Un vademecum e un glossario per capire quali espressioni evitare e quali invece preferire quando si parla di disabilità. Non una carta deontologica, ma un valido supporto per giornalisti e comunicatori perché le parole possano andare oltre stereotipi e pregiudizi. Non “sordo”, “disabile” o “affetto da autismo”. Ma “persona con disabilità uditiva”, “con disabilità” e “con autismo”. Nasce così, su questi obiettivi, “Comunicare la disabilità. Prima la persona”, frutto del lavoro del “Gruppo Carta di Olbia” curato dal Coordinamento pari opportunità del Consiglio Nazionale dell’Odg. Un team a più voci, che nel dicembre 2022 ha anche presentato al presidente nazionale dell’Ordine Carlo Bartoli una proposta di norme deontologiche, cercando di andare oltre la visione preconfezionata della disabilità.

Informazione e disabilità, l’incontro al rettorato di Cagliari

Sono questi, dunque, i punti salienti della quinta tappa del percorso formativo del “gruppo Carta” svolto nei locali del Rettorato dell’Università degli Studi di Cagliari. Il gruppo di lavoro composto dalle giornaliste di GIULIA Sardegna Susi Ronchi, Caterina De Roberto, Vannalisa Manca e Francesca Arcadu (quest’ultima anche vicepresidente Uildm Sassari), da Veronica Asara presidente dell’Associazione SensibilMente Olbia e dall’avvocata Sara Carnovali. Attualmente, si rileva come manchi un linguaggio inclusivo e nella comunicazione non è raro scivolare in frasi fatte e stereotipi come “costretto sulla carrozzina”, ad esempio, oppure “persona o bambino speciale”.

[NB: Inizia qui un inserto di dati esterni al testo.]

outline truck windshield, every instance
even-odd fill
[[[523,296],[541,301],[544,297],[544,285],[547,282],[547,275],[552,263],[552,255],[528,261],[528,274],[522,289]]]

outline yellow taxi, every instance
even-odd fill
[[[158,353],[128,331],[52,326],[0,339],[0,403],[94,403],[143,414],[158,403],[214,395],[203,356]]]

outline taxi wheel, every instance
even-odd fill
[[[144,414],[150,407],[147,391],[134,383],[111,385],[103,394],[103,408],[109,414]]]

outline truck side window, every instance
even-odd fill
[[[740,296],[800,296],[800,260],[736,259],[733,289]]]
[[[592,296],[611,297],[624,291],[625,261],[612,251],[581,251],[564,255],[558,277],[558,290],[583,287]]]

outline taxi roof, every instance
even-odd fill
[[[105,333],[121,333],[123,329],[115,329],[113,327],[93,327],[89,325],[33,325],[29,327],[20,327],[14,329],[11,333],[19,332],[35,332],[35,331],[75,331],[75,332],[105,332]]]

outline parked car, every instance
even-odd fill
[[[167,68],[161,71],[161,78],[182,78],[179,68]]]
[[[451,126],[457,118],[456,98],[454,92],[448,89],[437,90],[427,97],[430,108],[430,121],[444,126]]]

L’esigenza di una carta condivisa: le parole si evolvono nel tempo

Ma allora quali parole si devono usare, quando si parla di disabilità? Prima di tutto bisogna capire che cosa vogliamo comunicare a chi legge o ascolta. La persona, oggetto della comunicazione, deve essere sempre messa al centro ed è importante saper dosare le parole, capaci di costruire ponti sì, ma a volte anche muri. Partire dalla persona, prima ancora che dalla sua disabilità. Le parole possono cambiare nel corso del tempo. Da intento neutro e positivo, infatti, possono arrivare ad accezioni negative. Come “handicap” o “handicappato”, originariamente nate con una connotazione non negativa e usate anche nel gergo sportivo.

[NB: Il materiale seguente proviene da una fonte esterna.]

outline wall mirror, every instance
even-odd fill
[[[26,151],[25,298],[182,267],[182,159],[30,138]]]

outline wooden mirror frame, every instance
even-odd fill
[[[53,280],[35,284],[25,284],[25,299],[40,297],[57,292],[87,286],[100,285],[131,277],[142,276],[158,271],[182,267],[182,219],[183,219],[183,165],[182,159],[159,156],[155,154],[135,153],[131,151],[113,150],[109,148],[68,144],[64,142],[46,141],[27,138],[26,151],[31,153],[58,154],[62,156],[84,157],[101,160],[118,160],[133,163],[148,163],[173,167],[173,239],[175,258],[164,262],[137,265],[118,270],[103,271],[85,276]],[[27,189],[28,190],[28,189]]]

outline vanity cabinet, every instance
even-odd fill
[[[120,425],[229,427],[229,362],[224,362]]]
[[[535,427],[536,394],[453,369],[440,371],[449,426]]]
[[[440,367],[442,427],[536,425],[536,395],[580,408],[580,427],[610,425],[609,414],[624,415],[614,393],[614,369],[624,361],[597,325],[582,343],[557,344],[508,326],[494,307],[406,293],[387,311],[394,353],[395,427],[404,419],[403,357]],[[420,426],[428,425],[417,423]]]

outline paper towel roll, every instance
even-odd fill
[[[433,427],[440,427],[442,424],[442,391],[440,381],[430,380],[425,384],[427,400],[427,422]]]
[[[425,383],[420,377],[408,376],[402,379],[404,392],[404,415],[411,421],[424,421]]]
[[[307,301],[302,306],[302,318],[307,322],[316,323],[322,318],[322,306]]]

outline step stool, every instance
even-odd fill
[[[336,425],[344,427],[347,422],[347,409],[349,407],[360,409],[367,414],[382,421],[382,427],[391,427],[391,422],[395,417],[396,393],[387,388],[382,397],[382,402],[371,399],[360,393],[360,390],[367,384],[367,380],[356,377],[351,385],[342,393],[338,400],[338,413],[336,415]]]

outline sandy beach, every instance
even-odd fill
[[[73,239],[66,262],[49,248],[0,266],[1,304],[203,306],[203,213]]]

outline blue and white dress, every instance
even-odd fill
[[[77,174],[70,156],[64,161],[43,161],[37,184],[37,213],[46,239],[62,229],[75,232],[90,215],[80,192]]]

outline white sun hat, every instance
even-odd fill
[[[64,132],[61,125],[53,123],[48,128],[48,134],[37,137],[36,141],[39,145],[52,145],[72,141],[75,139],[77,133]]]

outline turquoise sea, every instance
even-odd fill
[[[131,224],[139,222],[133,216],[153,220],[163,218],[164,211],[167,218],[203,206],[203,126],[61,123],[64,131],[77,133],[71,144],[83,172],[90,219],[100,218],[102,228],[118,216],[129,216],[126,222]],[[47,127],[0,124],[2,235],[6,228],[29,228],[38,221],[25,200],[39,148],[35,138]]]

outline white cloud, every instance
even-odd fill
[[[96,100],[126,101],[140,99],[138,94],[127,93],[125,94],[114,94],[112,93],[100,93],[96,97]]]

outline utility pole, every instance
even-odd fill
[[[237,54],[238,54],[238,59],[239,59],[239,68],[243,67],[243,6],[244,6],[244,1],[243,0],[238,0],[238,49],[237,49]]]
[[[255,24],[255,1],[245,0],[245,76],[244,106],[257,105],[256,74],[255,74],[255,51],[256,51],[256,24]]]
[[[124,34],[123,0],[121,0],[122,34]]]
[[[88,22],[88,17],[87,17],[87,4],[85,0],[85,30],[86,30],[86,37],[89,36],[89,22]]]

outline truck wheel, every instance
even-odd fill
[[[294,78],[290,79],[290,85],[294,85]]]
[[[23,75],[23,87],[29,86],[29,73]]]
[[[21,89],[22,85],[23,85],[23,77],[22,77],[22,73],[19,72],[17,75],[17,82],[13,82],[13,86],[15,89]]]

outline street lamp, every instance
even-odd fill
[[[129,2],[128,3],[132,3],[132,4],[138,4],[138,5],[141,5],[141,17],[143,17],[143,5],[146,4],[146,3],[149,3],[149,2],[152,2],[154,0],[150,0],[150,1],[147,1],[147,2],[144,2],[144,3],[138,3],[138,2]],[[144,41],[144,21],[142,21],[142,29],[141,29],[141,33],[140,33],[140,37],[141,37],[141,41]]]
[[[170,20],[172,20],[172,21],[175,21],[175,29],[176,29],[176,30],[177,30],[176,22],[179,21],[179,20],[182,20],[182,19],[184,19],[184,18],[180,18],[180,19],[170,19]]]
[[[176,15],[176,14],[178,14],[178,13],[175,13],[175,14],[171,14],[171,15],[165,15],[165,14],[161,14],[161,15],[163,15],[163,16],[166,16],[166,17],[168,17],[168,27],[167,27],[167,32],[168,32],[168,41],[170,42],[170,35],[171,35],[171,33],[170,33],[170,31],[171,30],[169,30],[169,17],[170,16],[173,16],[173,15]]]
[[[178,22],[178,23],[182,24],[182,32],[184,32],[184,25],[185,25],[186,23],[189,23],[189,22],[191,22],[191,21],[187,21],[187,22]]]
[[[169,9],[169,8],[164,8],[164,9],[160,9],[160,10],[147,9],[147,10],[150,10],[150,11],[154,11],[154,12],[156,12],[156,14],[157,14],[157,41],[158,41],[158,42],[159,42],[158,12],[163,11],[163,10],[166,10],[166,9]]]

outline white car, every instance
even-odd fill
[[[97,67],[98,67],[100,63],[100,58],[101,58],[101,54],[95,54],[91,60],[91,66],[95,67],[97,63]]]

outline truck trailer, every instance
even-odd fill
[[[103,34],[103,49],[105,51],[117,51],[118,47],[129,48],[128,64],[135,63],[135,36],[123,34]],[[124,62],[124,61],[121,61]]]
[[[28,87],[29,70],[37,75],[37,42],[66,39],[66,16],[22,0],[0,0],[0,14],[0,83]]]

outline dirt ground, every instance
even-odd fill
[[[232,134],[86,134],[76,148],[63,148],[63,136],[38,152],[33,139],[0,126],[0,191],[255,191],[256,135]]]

Quali parole ed espressioni da evitare

Il linguaggio deve essere in grado di evolversi e adeguarsi alla società. La lingua infatti deve essere specchio dei cambiamenti, soprattutto quella dei giornalisti. “Persona disabile”? No, “persona con disabilità“. Spesso, infatti, si possono mettere in atto dei pregiudizi, ma è fondamentale mettere al centro la persona. E la disabilità? Solo se funzionale alla notizia. E ancora, “costretto su una sedia rotelle”. Meglio, “si muove su una sedia a rotelle“. Così come “bambino speciale”: il bimbo non è in una realtà parallela, lontana ed esclusiva. Talvolta, comunicando la disabilità, si cade nell’errore della narrazione del dolore: “gli sfortunati” o “diverso”; altre volte, invece, nell’esaltazione di ogni azione extra ordinaria: ma l’eccesso di premura può trasformarsi in esclusione. Senza contare quelle perifrasi che girano intorno ma non danno definizione: “diversamente abile”, ad esempio. Ma perché diverso?

Cercare sempre le parole giuste

Raccontare le persone, certo, ma sempre con rispetto. È questo il dovere di chi comunica sempre alla costante ricerca delle parole giuste. Avere cura delle persone, quindi. Anche, e soprattutto, nella scelta delle immagini. Con sensibilità? Meglio con professionalità. E curiosità per un mondo che riguarda 13 milioni di persone in Italia.